Method Based on UE Reported Parameters
[0151] As previously described, a UE, e.g. the wireless device 104,
may attempt connection establishment to a given cell by means of
RRC procedures. The message used in the case of LTE is the
RRCConnectionRequest, which may comprise one of two possible
parameters: an S-TMSI or a Random Value. The Random value parameter
may be a 40 bit random value and the purpose of the parameter may
be to enable the eNodeB, e.g. the shared RNN 102, to identify the
request as coming from a specific UE, e.g. the wireless device 104,
based on the 40 bit random value which 40 bit random value most
likely will not correspond a Random value provided by a different
UE. Cf. 3GPP TS 36.331 and message RRCConnectionRequest.
[0152] In some first embodiments, the case where the UE, e.g. the
wireless device 104, reports an S-TMSI or equivalent identifier
containing identifiers for a CN node, e.g. the MME
112,112A,112B,112AB, is addressed. In fact the S-TMSI is defined as
follows:
[0153] <S-TMSI>=<MMEC><M-TMSI>,
wherein the MMEC is an MME Code, namely an identifier for an MME,
e.g. the MME 112,112A,112B,112AB, that is unique within the MME
Pool to which the MME, e.g. the MME 112,112A,112B,112AB, belongs as
well as unique within any overlapping areas between two MME pools.

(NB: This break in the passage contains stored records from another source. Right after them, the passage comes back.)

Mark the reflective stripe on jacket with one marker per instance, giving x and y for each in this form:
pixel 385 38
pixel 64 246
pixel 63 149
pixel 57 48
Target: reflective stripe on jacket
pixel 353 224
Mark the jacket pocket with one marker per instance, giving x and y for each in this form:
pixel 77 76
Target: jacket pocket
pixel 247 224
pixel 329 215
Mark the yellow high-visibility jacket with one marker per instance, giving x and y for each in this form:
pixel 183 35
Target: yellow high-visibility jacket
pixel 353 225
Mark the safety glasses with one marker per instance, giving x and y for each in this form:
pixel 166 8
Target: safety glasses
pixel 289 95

In this embodiment it is proposed that even in a MOON case, where
different operators connect to a shared eNB, e.g. the shared RNN
102, via different MMEs, e.g. the MME 112A,112B, the MMEC of each
connecting MME, e.g. the MME 112A,112B, should be unique at least
amongst the group of MMEs connecting to the shared eNB, e.g. the
shared RNN 102. The latter is to guarantee uniqueness of the
S-TMSI, which contains the MMEC and that is present in the Paging
message sent to UEs, e.g. the wireless device 104, connected to the
shared cells of the shared eNB, e.g. the shared RNN 102.

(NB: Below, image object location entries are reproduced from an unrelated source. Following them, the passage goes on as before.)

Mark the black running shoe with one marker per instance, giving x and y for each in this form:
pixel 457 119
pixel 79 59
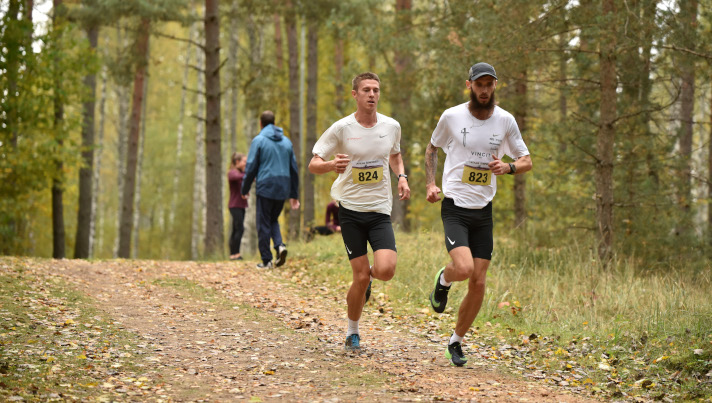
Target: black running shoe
pixel 438 298
pixel 267 265
pixel 455 355
pixel 352 342
pixel 281 255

[0154] The MMEC included in the UE reported identifier may be
associated to the MME, e.g. the MME 112,112A,112B,112AB, to which
the UE, e.g. the wireless device 104, is registered.
[0155] The M-TMSI is a UE identifier to uniquely identify the UE,
e.g. the wireless device 104, within the MME, e.g. the MME
112,112A,112B,112AB, where it is registered.

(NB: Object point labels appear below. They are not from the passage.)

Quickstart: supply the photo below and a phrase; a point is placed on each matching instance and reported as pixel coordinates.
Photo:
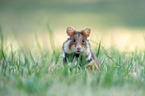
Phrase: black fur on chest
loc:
(77, 57)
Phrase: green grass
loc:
(40, 73)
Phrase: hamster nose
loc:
(78, 48)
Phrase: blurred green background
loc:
(117, 22)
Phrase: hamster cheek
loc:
(73, 48)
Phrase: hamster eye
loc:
(74, 40)
(83, 40)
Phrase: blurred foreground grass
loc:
(41, 72)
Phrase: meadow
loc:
(31, 37)
(41, 73)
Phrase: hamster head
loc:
(78, 39)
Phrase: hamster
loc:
(77, 47)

[0156] In a similar way the methods highlighted in these
embodiments may be applied to other technologies wherein one or
more identifiers sent by the UE, e.g. the wireless device 104, at
connection request may be mapped to CN nodes, e.g. the MME
112,112A,112B,112AB, in situations of overload. For example, in the
case of UTRAN systems, the UE, e.g. the wireless device 104, sends
in RRCConnectionRequest one or more identities similar to those
sent in LTE, which could be subjects to the methods explained
herein.
[0157] When an MME signals to an eNB, e.g. the shared RNN 102, an
S1: Overload Start message, the message will comprise one or more
GUMMEIs. A GUMMEI is defined as follows (see TS23.003 V12.2.0,
"Numbering, addressing and identifications"):
TABLE-US-00001 <GUMMEI> = <MCC><MNC><MME
Identifier>, wherein <MME Identifier> = <MME Group
ID><MME Code>, and <PLMN ID> =
<MCC><MNC>
[0158] Therefore, it may be appreciated how the list of GUMMEIs
comprised in the S1: Overload Start message may lead to the list of
MMECs corresponding to the MMEs, e.g. the MME 112,112A,112B,112AB,
for which the overload is started. It may be seen also that the
list of GUMMEIs may also provide a list of PLMN IDs. Namely, it is
possible to deduce for which PLMN ID the overload is happening.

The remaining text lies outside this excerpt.